To this effort at sense making a good recruiting partner brings competitive intelligence. In our firm, for example, we average 18,000 conversations a month around the world. We are distilling intelligence from those conversations all the time. We marry it to competitor mapping and strategic profiling.

In-house and search-firm partners should not be gentle with each other. They need to ask the hard questions (which surprisingly often no one has ever asked before, at least not explicitly). Everything touching talent needs to be on the table—operational structure, corporate governance, culture, business goals, results, leadership composition—everything.

Then the partnership gets tactical.

Getting tactical. A good in-house recruiting team has an unmatchable interior knowledge of organizational strategy. The job of a firm like ours is to measure the correspondence of strategy with talent functions—management assessment, HR process, coaching, leadership training and so on.

In this a good executive search firm has the advantage of what I call “forensics”—predictive analytical tools informing an industry perspective wider than an in-house team usually owns itself. These tools are powerful. But nothing works so well as a human interviewer screening for talent, body language, motivation and fit.

By “fit” I mean something even more important than cultural congeniality. I mean suitability to the operating environment that’s arriving, not the one that already exists. In this respect recruiting firms can be intrusive in ways in-house teams necessarily find difficult. A good search firm, for example, puts a candidate through a boot camp of sorts to see how that individual works under stress.

The confidence factor. Finally, a search firm should build a wall of confidentiality protecting both the in-house recruiter and candidates.

Recently, for example, a UK firm commissioned a research company to poll C-level executives and directors at medium-to-large organizations.

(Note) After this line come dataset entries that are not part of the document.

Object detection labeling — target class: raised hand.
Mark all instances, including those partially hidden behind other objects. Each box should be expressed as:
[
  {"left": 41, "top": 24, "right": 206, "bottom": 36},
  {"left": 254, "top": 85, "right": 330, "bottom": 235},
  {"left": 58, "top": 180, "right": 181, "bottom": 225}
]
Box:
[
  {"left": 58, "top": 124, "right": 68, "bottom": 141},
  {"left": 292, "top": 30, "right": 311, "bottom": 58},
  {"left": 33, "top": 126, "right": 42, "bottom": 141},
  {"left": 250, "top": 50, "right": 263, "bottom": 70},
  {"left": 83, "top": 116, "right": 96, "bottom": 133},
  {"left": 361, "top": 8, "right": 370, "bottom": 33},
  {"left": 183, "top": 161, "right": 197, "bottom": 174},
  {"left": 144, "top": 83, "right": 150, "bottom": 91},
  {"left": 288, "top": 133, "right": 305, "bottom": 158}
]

They asked whether these senior executives would prefer being contacted by an in-house team or by a search firm about a new employment opportunity. The response overwhelmingly favored search firms. The reasons were all to do with the promise of confidentiality.

Firms like ours manage a great many replacement hires. That includes everything from third-party reference checking to the right way of submitting a resignation. If we are not circumspect our reputation suffers. It is simply harder for internal recruiters to maintain a comparable level of circumspection while the interviewing process is proceeding. If they stumble the candidate is compromised. The hiring side is left open to potential litigation from the candidate’s current employer.

Sourcing high-value talent is challenging. But where there’s trust, and where the partners understand how to leverage each other’s strengths, all the things that can go wrong need not.